Sunday, 8 December 2013

Review: 'Robinson Crusoe' by Daniel Defoe

'Robinson Crusoe' is an example of a novel that has become almost too popular for its own good. Everyone knows the story of the man who was shipwrecked on an abandoned island and has to build a life for himself there. Only few know how the novel actually works and until last week I was one of those people. I would probably never have read this novel if it hadn't been for University, but I think this was the perfect context in which to read a book which is, in all honesty, too detailed for its own good.
Shipwrecked in a storm at sea, Robinson Crusoe is washed up on a remote and desolate island. As he struggles to piece together a life for himself, Crusoe's physical, moral and spiritual values are tested to the limit. For 24 years he remains in solitude and learns to tame and master the island, until he finally comes across another human being. Considered a classic literary masterpiece, and frequently interpreted as a comment on the British Imperialist approach at the time, Defoe's fable was and still is revered as the very first English novel.
I gave myself almost two months before reviewing this novel after finishing it, because I wasn't sure how I actually felt about the novel as a whole. The premise is interesting, which is why the novel was survived this long, but it is very much a novel of its own time. Never has this much been written about 'she-goats' and the building of defensive walls on an abandoned island in any other work of fiction I've read. As I said above, there is an incredibly amount of detail in this book which might have been perfect back in the 1700s, adding credibility to Defoe's story, but clogging up the book for modern readers. Occasionally he skips over three years by simple stating he was busy building a cellar to store his crops in. It is impossible to belief that in those twenty-eight years that Robinson was stuck on that island, he never had either sexual or simply social desires but was perfectly content to colonize his little piece of Earth and come to terms with God and his own role in this world.

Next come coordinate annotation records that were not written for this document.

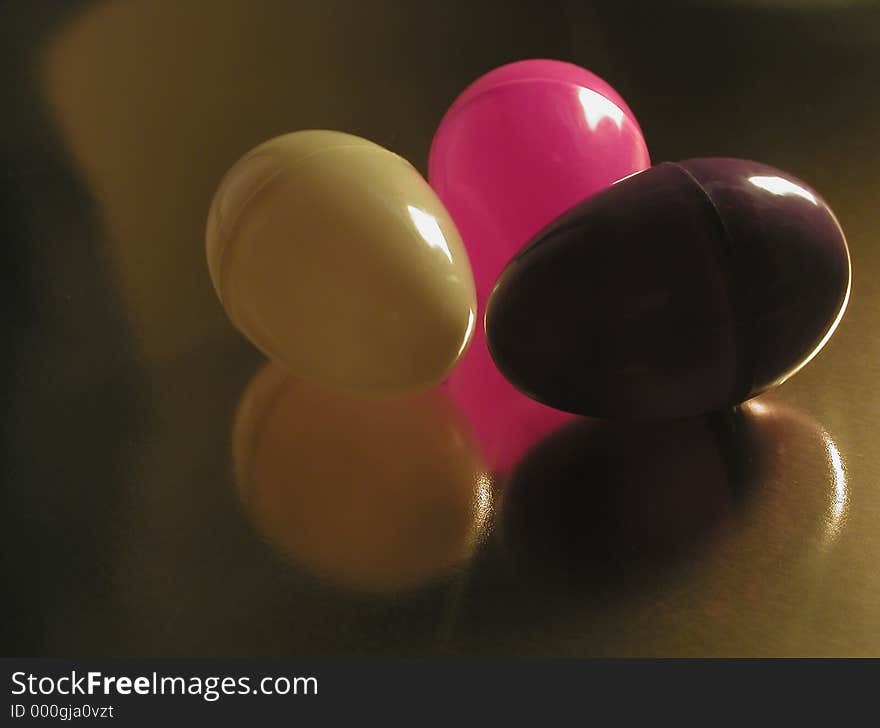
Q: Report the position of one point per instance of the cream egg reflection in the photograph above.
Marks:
(375, 496)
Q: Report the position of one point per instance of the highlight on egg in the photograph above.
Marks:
(334, 257)
(521, 145)
(729, 279)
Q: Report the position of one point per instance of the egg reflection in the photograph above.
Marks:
(373, 496)
(762, 484)
(601, 497)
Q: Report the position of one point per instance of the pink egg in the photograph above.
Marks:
(521, 145)
(505, 423)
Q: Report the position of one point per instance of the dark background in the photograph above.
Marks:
(122, 530)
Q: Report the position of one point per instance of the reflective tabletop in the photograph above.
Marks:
(166, 491)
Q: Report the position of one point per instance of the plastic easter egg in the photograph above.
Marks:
(335, 257)
(683, 289)
(520, 146)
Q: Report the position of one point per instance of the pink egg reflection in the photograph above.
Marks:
(520, 146)
(505, 423)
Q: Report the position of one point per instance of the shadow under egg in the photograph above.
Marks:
(610, 500)
(371, 496)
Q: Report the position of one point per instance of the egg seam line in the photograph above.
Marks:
(745, 381)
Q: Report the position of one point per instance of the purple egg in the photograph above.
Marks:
(679, 290)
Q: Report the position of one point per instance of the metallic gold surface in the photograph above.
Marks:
(124, 533)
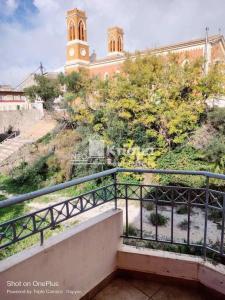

There is another aspect not many people are aware of: 'Robinson Crusoe' is an incredibly religious book. God and Providence permeate the book and are what guide Crusoe's thoughts and actions. Being completely alone, everything that happens is either the consequence of one of his own actions or has to be have come from God. The footprint is therefore a crucial part in the novel. Let's take a look at Robinson's response to the footprint:
'I stood like one thunderstruck, or as if I had seen an apparition.  I listened, I looked round me, but I could hear nothing, nor see anything; I went up to a rising ground to look farther; I went up the shore and down the shore, but it was all one; I could see no other impression but that one.'
Robinson has completely resigned himself to a solitary existence and the sudden 'apparition' of a footprint is not only a supernatural reminder that there is an entire world out there, but also a threat against the state he has built up there. The presence of a deity that has the power to change your life outside of your choice is a very important aspect of the novel that has not translated into popular culture.

However, I found 'Robinson Crusoe' quite enjoyable once you accepted the time period and genre within which it was written. The extraneous detail and the very imperialistic turn that the novel takes towards the end simply form part of the world Robinson and Defoe both come from. In many ways the true value of 'Robinson Crusoe' lies in it being one of the first, if not the first, novel that created a true psychological profile for its character. Crusoe's psyche is delved into and developed, bringing the reader a true travel novel that journeys through the mind as well as an undiscovered world.

I give this novel...


Purely for the fact that the novel is very much of its own time and many of the aspects of its narrative haven't translated into popular culture, I have given this novel 4 rather than 5 Universes. I enjoyed it much more than 'Gulliver's Travels', an equally famous yet relatively unexplored novel written as a response to Defoe's novel, but mainly for the ideas it brought to the forefront of my mind, rather than for its own content.

Have you read 'Robinson Crusoe'? If yes, what did you think of it? If no, do you think you'd enjoy it?